Fungal culture is necessary to identify the genus. However, the recovery of zygomycetes can be difficult in culture (13, 19). Our results show that the sensitivity for tissue culture was 70% and blood culture specimens were all negative. Blood and urine cultures are rarely positive for zygomycetes (19), and the rates of successful tissue culture forhistopathologically positive smears were reported as 33% and 50% (21, 22). The negative results for specimen culture may be due to: A) The initial processing of hyphal elements by grinding, which may damage the large, pauciseptate hyphae and make them nonviable (21, 22), B) The presence of hyphal elements in only a small portion of the specimens (23), C) Prolonged antifungal pretreatment, or D) Suboptimal standard culture conditions for the recovery of this organism from necrotic tissues (23). In the present study, morphological examination was the gold standard because it yielded the highest rate of diagnosis of the infection.

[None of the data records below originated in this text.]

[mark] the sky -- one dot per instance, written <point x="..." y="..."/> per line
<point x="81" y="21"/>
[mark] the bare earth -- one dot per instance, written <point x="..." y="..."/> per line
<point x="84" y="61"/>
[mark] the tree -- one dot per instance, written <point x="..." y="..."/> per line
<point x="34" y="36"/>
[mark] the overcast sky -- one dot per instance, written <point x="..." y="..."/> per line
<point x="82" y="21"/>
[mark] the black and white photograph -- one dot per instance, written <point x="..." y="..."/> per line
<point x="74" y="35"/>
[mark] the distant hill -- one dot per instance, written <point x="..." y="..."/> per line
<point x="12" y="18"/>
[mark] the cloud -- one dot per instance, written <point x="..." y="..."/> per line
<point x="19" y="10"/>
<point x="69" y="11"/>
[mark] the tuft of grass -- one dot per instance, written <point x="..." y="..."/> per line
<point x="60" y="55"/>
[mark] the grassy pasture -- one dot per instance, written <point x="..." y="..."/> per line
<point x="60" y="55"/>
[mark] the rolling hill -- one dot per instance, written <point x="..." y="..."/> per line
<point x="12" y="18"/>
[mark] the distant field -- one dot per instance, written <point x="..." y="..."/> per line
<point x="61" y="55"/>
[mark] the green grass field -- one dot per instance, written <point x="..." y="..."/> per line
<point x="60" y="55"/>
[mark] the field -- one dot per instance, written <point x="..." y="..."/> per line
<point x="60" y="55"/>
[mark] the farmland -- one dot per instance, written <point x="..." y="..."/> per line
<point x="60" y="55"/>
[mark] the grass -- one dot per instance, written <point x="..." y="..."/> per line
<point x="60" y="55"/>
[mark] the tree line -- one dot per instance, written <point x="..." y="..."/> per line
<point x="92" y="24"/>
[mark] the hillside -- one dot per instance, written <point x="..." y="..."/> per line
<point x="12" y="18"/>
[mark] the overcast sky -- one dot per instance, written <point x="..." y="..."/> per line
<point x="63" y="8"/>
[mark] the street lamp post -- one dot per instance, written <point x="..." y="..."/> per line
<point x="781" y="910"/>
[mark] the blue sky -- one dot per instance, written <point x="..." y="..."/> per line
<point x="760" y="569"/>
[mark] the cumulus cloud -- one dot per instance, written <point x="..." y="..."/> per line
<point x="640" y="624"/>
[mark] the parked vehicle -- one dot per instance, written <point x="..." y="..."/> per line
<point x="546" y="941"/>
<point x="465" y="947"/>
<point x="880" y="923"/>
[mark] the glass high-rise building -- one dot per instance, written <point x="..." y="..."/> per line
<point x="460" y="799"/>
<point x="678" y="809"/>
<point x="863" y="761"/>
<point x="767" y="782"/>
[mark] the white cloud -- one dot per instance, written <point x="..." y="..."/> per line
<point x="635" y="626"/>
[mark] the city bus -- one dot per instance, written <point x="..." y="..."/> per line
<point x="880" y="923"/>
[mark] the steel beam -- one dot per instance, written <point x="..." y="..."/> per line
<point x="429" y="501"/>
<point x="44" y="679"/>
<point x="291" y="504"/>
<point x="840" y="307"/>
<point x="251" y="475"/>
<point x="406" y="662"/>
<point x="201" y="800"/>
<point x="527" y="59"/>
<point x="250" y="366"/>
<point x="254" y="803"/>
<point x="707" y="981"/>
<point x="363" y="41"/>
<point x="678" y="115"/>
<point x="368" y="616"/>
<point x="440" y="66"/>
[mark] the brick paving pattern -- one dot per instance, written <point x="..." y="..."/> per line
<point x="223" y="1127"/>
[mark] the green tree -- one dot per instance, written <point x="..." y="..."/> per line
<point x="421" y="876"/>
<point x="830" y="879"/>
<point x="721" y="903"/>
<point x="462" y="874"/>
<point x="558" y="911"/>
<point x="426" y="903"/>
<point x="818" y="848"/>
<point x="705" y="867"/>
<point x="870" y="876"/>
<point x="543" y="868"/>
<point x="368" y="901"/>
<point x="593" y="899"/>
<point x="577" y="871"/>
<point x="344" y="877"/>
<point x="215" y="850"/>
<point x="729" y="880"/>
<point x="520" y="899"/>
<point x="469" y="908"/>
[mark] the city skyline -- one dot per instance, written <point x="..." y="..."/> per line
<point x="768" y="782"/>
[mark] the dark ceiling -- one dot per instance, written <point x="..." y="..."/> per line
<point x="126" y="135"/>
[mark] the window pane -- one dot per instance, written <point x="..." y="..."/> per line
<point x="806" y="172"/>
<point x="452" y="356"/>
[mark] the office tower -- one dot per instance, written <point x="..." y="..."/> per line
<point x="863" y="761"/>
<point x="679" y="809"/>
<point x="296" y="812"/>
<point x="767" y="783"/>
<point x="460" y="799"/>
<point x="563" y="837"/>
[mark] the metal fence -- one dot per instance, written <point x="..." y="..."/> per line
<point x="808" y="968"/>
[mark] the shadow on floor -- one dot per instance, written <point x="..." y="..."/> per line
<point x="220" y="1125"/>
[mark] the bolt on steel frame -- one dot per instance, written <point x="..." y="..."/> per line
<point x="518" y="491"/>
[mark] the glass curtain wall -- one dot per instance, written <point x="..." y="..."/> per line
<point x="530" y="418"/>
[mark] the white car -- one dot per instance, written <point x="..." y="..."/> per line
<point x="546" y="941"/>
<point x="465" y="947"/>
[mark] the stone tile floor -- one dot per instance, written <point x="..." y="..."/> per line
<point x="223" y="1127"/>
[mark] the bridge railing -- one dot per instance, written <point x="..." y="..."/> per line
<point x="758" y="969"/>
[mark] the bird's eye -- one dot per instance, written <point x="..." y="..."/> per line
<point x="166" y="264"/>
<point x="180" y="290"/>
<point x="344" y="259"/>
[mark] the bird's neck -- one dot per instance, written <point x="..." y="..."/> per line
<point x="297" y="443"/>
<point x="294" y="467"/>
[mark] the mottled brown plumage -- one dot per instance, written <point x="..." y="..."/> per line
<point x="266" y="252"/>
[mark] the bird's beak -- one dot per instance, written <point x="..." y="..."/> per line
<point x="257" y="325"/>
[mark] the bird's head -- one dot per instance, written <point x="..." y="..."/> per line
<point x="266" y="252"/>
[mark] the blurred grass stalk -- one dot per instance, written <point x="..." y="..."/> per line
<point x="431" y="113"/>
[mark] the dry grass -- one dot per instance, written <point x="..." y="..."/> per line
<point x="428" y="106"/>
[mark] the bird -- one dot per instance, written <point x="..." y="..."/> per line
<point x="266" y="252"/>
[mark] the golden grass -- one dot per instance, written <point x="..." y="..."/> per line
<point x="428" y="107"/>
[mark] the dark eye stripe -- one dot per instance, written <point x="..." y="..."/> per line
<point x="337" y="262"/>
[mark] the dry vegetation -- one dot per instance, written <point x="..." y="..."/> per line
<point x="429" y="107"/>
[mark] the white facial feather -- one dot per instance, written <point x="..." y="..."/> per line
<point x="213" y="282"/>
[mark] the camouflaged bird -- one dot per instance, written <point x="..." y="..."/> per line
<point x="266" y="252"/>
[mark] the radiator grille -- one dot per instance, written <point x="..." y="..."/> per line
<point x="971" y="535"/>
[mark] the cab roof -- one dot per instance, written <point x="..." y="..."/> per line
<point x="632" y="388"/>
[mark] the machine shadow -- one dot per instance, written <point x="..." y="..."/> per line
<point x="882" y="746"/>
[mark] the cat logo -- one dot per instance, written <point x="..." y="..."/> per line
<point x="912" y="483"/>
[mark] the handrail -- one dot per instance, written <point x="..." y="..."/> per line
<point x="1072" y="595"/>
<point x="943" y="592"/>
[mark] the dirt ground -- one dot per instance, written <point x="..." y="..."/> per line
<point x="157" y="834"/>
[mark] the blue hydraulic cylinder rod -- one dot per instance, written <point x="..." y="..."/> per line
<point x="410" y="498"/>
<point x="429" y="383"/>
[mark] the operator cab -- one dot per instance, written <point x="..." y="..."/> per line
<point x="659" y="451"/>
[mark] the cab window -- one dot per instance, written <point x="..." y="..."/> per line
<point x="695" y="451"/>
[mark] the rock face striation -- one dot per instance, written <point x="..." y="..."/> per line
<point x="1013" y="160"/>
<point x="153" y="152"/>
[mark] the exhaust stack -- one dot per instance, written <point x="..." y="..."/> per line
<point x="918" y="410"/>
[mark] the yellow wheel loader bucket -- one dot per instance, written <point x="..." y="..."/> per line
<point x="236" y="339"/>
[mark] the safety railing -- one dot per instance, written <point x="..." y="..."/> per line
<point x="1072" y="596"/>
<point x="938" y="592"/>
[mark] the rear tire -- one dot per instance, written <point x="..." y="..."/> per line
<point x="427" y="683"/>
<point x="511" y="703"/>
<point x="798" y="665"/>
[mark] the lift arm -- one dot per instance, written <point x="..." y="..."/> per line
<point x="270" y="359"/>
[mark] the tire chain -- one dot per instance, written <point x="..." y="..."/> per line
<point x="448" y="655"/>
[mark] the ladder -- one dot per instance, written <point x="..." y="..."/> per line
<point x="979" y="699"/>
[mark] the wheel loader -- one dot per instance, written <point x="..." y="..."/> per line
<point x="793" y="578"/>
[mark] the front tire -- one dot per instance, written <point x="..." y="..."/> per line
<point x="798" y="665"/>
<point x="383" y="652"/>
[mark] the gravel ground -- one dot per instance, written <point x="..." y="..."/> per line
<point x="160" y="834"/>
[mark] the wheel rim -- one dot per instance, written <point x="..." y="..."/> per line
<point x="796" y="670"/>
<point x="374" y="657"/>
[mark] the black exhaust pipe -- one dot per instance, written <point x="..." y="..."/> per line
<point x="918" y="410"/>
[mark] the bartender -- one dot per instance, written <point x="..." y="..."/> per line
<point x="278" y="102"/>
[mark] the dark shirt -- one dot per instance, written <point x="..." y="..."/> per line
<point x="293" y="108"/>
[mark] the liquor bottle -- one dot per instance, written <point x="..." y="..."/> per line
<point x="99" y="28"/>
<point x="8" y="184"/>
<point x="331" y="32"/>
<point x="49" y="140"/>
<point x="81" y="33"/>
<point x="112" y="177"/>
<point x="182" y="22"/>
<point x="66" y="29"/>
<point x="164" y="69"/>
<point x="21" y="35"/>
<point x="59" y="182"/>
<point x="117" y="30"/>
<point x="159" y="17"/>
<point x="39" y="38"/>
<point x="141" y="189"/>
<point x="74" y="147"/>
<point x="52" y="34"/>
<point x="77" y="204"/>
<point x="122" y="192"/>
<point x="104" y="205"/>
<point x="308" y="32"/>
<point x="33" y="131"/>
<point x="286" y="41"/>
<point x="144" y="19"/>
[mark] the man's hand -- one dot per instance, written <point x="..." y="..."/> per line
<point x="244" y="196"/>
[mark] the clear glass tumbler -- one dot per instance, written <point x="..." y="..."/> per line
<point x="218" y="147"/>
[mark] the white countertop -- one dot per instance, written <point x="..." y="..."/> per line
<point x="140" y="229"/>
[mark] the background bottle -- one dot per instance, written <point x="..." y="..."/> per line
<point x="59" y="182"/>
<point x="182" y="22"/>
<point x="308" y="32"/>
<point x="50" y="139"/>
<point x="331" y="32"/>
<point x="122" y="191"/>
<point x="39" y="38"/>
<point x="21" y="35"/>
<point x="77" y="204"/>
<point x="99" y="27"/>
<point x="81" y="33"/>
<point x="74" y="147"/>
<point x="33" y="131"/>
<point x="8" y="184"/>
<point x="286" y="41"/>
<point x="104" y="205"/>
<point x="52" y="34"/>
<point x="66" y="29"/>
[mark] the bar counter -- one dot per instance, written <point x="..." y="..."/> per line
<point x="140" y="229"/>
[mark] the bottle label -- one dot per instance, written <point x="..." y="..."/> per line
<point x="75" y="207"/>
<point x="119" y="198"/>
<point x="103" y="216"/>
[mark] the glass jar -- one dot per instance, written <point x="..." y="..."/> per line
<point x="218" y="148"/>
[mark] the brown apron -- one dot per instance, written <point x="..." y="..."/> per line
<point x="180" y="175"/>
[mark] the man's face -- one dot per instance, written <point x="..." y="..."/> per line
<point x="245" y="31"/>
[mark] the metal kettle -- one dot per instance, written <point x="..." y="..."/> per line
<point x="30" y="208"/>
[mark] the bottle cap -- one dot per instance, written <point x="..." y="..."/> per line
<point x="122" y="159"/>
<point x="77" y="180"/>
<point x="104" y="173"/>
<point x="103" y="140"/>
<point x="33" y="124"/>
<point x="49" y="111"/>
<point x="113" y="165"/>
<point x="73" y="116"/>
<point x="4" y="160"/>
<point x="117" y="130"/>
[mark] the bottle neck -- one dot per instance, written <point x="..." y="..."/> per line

The diagnosis of animal molds from tissue specimens by PCR is more reliable than by culture (24). Our semi-nested PCR method in tissue samples had a sensitivity of 86% and a specificity of 96%and none of the blood samples was positive for mucormycosis. The sensitivity of real-time PCR in tissues for detecting Mucorales was reported to be 100%(25), in 2 tissue samples; however, the limited number of samples compromises the accuracy of this result. In contrast, the sensitivity in formalin-fixed and paraffin-embedded tissues was reported to be 57% (25). It is likely that extensive cross-linking of tissue proteins after fixation in formaldehyde increased fragmentation of the nucleic acids and inhibited the PCR process (26). Freshness of the tissue specimens is thus critical for the accuracy of PCR assays.

In conclusion,new molecular and antigenic tools are required for the early detection of mucormycosis and therapeutic monitoring. For an accurate and dependable diagnosis of this infection, PCR in fresh tissue samples is more sensitive than tissue or blood culture methods. Unfortunately, there is no alternative method for examination by tissue direct smear, which is an invasive procedure.